This function takes an n-dimensional input array of the form
[max_sequence_length, batch_size, other_feature_dims] and returns an array of the same shape.
Parameter `sequence_length` is used to handle variable-length sequences. `sequence_length`
should be an input array of positive ints of dimension [batch_size].

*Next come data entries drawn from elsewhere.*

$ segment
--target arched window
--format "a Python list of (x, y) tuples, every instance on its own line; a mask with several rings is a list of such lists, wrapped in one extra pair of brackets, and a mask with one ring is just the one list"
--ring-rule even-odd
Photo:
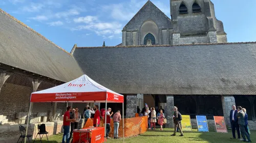
[(144, 45), (147, 45), (148, 42), (150, 41), (152, 45), (156, 44), (156, 39), (155, 37), (151, 33), (147, 34), (145, 38), (144, 38)]
[(194, 3), (192, 6), (192, 10), (193, 13), (198, 13), (201, 12), (201, 7), (197, 3)]
[(184, 4), (181, 4), (180, 5), (179, 11), (180, 12), (180, 14), (187, 13), (187, 8)]

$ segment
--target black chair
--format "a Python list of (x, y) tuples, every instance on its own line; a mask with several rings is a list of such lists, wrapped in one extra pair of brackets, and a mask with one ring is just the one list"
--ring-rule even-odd
[[(47, 138), (47, 140), (49, 142), (48, 137), (47, 136), (47, 134), (48, 134), (48, 132), (46, 131), (46, 125), (45, 124), (42, 124), (41, 125), (38, 124), (38, 125), (37, 125), (37, 129), (38, 129), (38, 132), (37, 133), (37, 134), (36, 134), (36, 136), (35, 136), (35, 140), (34, 140), (34, 142), (35, 142), (36, 139), (36, 137), (37, 137), (37, 135), (38, 134), (39, 136), (40, 137), (40, 141), (41, 142), (41, 143), (42, 142), (42, 138), (44, 136), (44, 134), (46, 135), (46, 137)], [(42, 136), (41, 136), (41, 135), (42, 134)]]
[(19, 126), (19, 131), (20, 132), (20, 136), (19, 136), (18, 141), (17, 141), (17, 143), (18, 142), (18, 141), (19, 140), (19, 139), (20, 138), (22, 138), (22, 140), (20, 143), (22, 143), (23, 141), (24, 141), (25, 142), (25, 141), (24, 140), (24, 138), (26, 137), (28, 138), (29, 142), (30, 143), (30, 140), (29, 140), (29, 137), (32, 137), (32, 135), (28, 134), (26, 135), (26, 129), (25, 127), (23, 127), (23, 126), (22, 125)]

To use this parameter, set `use_sequence_length` to `True`,
otherwise each example in the batch is assumed to have the max sequence length and
this operator works as the `identity` operator.
Example::
x = [[[ 1., 2., 3.],
[ 4., 5., 6.]],
[[ 7., 8., 9.],
[ 10., 11., 12.]],
[[ 13., 14., 15.],
[ 16., 17., 18.]]]
// Batch 1
B1 = [[ 1., 2., 3.],
[ 7., 8., 9.],
[ 13., 14., 15.]]
// Batch 2
B2 = [[ 4., 5., 6.],
[ 10., 11., 12.],
[ 16., 17., 18.]]
// works as identity operator when sequence_length parameter is not used
SequenceMask(x) = [[[ 1., 2., 3.],
[ 4., 5., 6.]],
[[ 7., 8., 9.],
[ 10., 11., 12.]],
[[ 13., 14., 15.],
[ 16., 17., 18.]]]
// sequence_length [1,1] means 1 of each batch will be kept
// and other rows are masked with default mask value = 0
SequenceMask(x, sequence_length=[1,1], use_sequence_length=True) =
[[[ 1., 2., 3.],
[ 4., 5., 6.]],
[[ 0., 0., 0.],
[ 0., 0., 0.]],
[[ 0., 0., 0.],
[ 0., 0., 0.]]]
// sequence_length [2,3] means 2 of batch B1 and 3 of batch B2 will be kept
// and other rows are masked with value = 1
SequenceMask(x, sequence_length=[2,3], use_sequence_length=True, value=1) =
[[[ 1., 2., 3.],
[ 4., 5., 6.]],
[[ 7., 8., 9.],
[ 10., 11., 12.]],
[[ 1., 1., 1.],
[ 16., 17., 18.]]]
)code" ADD_FILELINE)
.add_argument("data", "NDArray-or-Symbol",
"n-dimensional input array of the form [max_sequence_length,"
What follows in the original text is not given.